Research Seminar by Mr Dimitris Poursanidis, GIS Analyst at WWF, Greece
The WWF Greece's project "Protection of the island wetlands of Greece"
With more than 3,000 small and large islands, Greece is unique in the Mediterranean. Wetlands have always had great significance for the geographical continuity, the diversity and the sustenance of life in Greek islands.
In 2004, WWF Greece undertook the initiative to record the islands wetlands of Greece, since they constitute an ecosystem network of exceptional importance. Despite the fact that they constitute an ecosystem network of exceptional ecological significance, island wetlands remained almost entirely unknown until then and were subject to strong pressures. Through the project “Conservation of island wetlands in Greece”, WWF Greece has thus far recorded over 805(!) wetlands in the Aegean archipelago and the Ionian Sea, planning at the same time future activities for their conservation.
Most of the island wetlands are coastal: small rivers, streams, ponds, brackish or salt water, freshwater, seasonal streams. The total area of island wetlands is 45 km2. Most are smaller than 10 stremmata, only eleven of are larger than 1,500 stremmata, while in some large islands such as Corfu, Evia, Lesvos and Limnos, wetlands may reach or exceed 3,000 stremmata.

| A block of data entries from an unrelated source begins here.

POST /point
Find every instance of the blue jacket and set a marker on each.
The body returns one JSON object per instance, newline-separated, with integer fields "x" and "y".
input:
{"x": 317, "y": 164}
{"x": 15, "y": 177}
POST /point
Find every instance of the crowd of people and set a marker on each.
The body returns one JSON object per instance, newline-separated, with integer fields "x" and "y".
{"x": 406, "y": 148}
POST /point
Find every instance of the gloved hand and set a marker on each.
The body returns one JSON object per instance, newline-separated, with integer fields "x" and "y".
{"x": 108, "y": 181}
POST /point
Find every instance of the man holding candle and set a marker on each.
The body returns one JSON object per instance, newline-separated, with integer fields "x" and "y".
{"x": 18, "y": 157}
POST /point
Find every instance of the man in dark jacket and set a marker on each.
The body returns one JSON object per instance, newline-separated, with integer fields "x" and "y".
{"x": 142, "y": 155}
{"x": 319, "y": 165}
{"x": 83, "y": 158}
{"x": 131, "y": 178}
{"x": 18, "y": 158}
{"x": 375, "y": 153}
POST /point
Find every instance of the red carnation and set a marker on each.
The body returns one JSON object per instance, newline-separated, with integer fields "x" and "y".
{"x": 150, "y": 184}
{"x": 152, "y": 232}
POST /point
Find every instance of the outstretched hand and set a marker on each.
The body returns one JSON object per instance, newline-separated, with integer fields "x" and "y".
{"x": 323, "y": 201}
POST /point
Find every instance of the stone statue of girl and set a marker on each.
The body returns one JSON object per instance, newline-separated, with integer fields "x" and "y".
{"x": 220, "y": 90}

These wet ecosystems are of great value for island communities. Apart from their value for irrigation and provision of freshwater, they protect coastal areas from groundwater salinization. In recent years there has been an ever increasing number of visitors who hunt, fish and observe birdlife. Equally great is the importance of wetlands for life, since they host a wide variety of plants and animals.
Although their total area in the Aegean is less than 1% of the area of the islands, wetlands are extremely important for millions of migratory birds each year and are critical to the survival of endemic freshwater fish species Ladigesocypris ghigii in Rhodes, the two frog species Pelophylax cerigensis in Karpathos and Pelophylax cretensis in Crete and a very large number of invertebrates.